La maschera della falsa santità

Il Vangelo di questa domenica mette in contrapposizione il fariseo e il pubblicano. Il primo, rispettoso della legge, si sceglie il primo posto nel tempio e si sente giusto e perfetto, invece il secondo si sente difettoso davanti a Dio, sceglie l'ultimo posto e si sente peccatore. Tempo fa ci sono state delle parole di Papa Francesco che hanno fatto scalpore proprio sull'ipocrisia che alle volte hanno tanti credenti, ecco le parole forti: “Le persone che vanno in chiesa, stanno lì tutti i giorni e poi vivono odiando gli altri e parlando male della gente sono uno scandalo: meglio vivere come un ateo anziché dare una contro-testimonianza dell'essere cristiani. Il cristiano non è uno che si impegna a essere più buono degli altri: sa di essere peccatore come tutti. Il cristiano, semplicemente, è l'uomo che sosta davanti alla rivelazione di un Dio che chiede ai suoi figli di invocarlo con il nome di Padre, di lasciarsi rinnovare dalla sua potenza e di riflettere un raggio della sua bontà per questo mondo così assetato di bene, così in attesa di belle notizie.

C'è gente che è capace di tessere preghiere atee, senza Dio: lo fanno per essere ammirati dagli uomini. La preghiera cristiana, invece, non ha altro testimone credibile che la propria coscienza. Ecco, i sacri testi non sono letture senza conseguenze. “Dove c'è Vangelo c'è rivoluzione. Il Vangelo non lascia quieti, ci spinge: è rivoluzionario”. In particolare, il Vangelo di Matteo pone il testo del “Padre nostro” in un punto strategico, “al centro del discorso della montagna“. Beati i poveri, i miti, i misericordiosi, le persone umili di cuore: “È la rivoluzione del Vangelo”. Non possiamo essere cristiani con le pantofole o da salotto, oppure ci si sente giusti solo perché si fanno quattro preghiere e due opere di carità. Come diceva don Oreste Benzi: “La devozione senza rivoluzione non basta”. La “rivoluzione” in senso cristiano non è aderire ad un'idea o ad un partito, ma è abbracciare Cristo e il suo Vangelo che è sale della terra e luce del mondo.

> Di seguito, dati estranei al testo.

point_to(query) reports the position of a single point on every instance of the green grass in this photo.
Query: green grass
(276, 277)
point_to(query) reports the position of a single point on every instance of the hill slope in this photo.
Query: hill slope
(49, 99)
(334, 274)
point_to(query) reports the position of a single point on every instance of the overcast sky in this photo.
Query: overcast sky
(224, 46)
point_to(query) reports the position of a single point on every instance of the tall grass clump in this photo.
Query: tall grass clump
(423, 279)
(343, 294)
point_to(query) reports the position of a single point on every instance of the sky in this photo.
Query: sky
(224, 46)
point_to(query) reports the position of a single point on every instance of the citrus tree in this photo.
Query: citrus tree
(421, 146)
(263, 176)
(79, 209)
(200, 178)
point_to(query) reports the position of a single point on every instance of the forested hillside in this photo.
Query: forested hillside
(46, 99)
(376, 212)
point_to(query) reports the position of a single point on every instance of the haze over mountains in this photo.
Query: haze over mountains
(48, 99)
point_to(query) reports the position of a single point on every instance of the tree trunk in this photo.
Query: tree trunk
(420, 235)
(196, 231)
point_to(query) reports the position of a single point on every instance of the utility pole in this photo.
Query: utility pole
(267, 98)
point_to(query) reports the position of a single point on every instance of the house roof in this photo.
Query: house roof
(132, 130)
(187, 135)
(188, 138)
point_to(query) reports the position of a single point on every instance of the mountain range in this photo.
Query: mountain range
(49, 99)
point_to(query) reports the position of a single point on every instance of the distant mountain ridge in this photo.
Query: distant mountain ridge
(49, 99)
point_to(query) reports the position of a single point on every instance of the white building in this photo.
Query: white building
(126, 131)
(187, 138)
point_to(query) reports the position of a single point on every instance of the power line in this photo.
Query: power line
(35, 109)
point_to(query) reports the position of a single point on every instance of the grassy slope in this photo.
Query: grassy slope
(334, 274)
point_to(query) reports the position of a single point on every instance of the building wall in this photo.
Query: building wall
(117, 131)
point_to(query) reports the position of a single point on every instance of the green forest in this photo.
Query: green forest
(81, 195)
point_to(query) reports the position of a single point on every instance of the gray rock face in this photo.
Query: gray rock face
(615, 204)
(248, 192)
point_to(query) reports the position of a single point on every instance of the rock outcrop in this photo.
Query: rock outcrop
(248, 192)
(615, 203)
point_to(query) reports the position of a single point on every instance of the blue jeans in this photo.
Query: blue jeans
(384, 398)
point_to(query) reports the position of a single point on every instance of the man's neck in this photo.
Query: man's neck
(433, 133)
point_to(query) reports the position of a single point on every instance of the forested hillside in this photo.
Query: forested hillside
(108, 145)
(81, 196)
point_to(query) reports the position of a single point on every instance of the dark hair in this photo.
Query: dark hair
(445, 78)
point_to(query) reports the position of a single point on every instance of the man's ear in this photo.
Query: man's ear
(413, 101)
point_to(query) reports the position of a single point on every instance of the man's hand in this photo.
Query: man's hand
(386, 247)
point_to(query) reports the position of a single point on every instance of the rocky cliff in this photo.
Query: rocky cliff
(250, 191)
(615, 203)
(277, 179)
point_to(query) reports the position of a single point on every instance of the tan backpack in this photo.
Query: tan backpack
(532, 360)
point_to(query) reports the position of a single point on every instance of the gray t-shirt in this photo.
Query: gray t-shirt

Il fariseo è uno, nessuno, centomila ed è mascherato dalla sua falsa santità, cerca la vanità dei primi posti, funzionario del sacro, cerca la carriera umana nell'essere ammirato per le sue qualità. Invece il pubblicano, si riconosce misero e bisognoso di misericordia, cerca l'ultimo posto, si vergogna degli uomini e persino di Dio, ma è nella sua umiltà la sua grandezza. Dentro ciascuno di noi ci sono il fariseo e il pubblicano, bisogna lottare affinché il pubblicano che è in noi emerga più del fariseo, solo così Dio ascolterà la nostra preghiera non per la nostra “bravura”, ma per l'umiltà, proprio come dice la prima lettura: “La preghiera del povero attraversa le nubi né si quieta finché non sia arrivata. Alla fine della vita, gli ultimi saranno in primi. I primi ad entrare nella porta del Paradiso e i primi a vedere il Volto del Signore. Gli ultimi saranno i primi, perché i primi, per fare i “primi”, non guardano nessuno, scavalcano tutti e si sentono i migliori in assoluto. I primi saranno ultimi nella classifica di Dio, e gli ultimi saranno i primi nel Regno dei Cieli.